The Court acknowledged circumstances where an insurer retains an attorney to both investigate the underlying claim and render legal advice. Where a lawyer solely performs investigative work in evaluating the underlying claim and does not otherwise provide legal advice, such communications between the attorney and the insurer are not privileged, as the privilege only extends to the providing of legal advice. The Court held that where an attorney is hired by an insurer to conduct both an investigation of the underlying claim and to provide legal advice, the trial court must conduct an in camera inspection to determine which communications are work product, and thus discoverable, and which communications fall within the attorney-client privilege. The Court also held that where an insurer asserts the “advice of counsel” defense in a bad faith lawsuit, the communications upon which the insurer relies in asserting such a defense are waived.
Practice Note
This decision removes any doubt left in the wake of Ruiz as to whether attorney-client communications regarding the underlying claim are discoverable in a bad faith suit. Insurers should note that when counsel is retained to assist in the investigation of a claim, without the rendering of legal services, such communications are not subject to the attorney-client privilege and may be discoverable in a subsequent bad faith lawsuit.
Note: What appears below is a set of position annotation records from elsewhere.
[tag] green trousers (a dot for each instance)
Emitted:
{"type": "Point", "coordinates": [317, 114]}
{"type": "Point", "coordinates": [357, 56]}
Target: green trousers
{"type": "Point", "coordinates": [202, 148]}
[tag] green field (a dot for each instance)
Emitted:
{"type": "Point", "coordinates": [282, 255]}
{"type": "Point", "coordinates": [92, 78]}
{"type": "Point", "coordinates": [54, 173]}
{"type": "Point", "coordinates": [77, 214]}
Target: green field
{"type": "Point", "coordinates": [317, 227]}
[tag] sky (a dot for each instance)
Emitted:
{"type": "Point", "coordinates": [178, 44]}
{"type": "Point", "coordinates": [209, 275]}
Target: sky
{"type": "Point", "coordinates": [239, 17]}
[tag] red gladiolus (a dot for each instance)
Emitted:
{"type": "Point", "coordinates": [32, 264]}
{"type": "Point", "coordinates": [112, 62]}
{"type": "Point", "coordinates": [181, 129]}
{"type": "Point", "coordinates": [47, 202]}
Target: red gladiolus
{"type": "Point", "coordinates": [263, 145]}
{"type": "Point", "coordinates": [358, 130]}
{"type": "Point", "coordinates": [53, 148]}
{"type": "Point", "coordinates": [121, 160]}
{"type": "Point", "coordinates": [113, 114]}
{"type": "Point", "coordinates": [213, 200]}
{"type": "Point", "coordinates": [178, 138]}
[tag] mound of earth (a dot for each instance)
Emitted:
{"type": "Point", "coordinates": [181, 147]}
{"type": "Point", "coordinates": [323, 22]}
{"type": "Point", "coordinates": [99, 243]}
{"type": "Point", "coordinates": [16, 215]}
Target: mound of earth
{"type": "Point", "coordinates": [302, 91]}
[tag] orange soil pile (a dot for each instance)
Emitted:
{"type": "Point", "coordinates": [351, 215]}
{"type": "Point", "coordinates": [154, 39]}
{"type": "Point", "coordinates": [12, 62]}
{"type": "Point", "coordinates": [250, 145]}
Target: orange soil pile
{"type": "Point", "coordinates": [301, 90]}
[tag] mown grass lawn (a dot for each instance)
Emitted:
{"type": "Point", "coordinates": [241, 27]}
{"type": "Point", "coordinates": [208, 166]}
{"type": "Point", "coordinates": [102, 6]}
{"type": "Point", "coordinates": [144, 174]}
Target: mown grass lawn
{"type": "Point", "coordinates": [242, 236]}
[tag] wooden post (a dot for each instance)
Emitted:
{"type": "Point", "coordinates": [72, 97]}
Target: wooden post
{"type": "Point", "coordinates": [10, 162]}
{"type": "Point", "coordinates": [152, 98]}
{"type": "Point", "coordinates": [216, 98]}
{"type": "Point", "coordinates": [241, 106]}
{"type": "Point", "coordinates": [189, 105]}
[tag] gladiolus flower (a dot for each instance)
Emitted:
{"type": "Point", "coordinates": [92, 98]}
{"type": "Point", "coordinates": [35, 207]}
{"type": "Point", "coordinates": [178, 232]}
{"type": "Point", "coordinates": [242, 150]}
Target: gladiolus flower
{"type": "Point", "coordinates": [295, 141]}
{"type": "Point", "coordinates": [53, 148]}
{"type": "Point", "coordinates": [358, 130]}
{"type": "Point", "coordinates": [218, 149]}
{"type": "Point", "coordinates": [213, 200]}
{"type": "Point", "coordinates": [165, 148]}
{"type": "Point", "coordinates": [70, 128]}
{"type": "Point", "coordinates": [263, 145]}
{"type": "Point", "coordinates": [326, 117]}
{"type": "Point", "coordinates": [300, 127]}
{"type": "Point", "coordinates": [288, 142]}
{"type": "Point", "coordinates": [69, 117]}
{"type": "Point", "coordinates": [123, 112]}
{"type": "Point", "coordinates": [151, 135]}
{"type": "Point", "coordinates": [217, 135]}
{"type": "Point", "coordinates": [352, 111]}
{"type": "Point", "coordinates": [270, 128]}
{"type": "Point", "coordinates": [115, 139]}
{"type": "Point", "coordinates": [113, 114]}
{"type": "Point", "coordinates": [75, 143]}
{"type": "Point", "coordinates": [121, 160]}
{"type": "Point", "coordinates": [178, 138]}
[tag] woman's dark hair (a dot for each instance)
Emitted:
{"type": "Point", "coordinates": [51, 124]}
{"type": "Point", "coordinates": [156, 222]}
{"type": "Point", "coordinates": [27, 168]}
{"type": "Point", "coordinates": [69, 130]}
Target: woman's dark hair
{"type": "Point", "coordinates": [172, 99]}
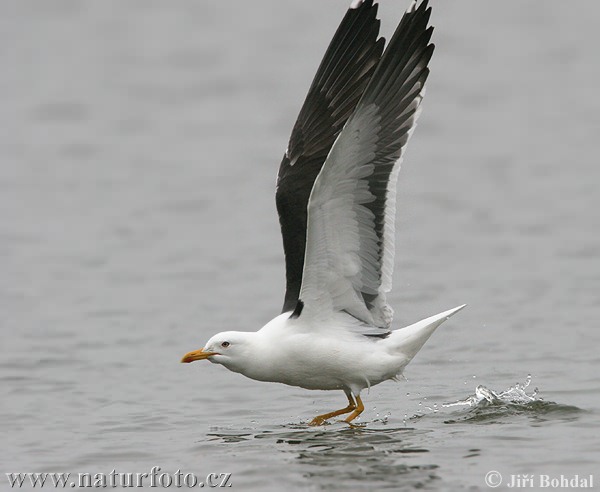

Where counsel is retained to conduct both the investigation and provide legal advice, the trial court will need to conduct an in camera review to identify those communications that are merely related to the investigation as opposed to communications concerning the providing of legal advice. Finally, insurers should be aware that the attorney-client privilege may be waived where an insurer asserts the “advice of counsel” defense in a bad faith suit.
This alert has been prepared by Hinshaw & Culbertson LLP to provide information on recent legal developments of interest to our readers. It is not intended to provide legal advice for a specific situation or to create an attorney-client relationship.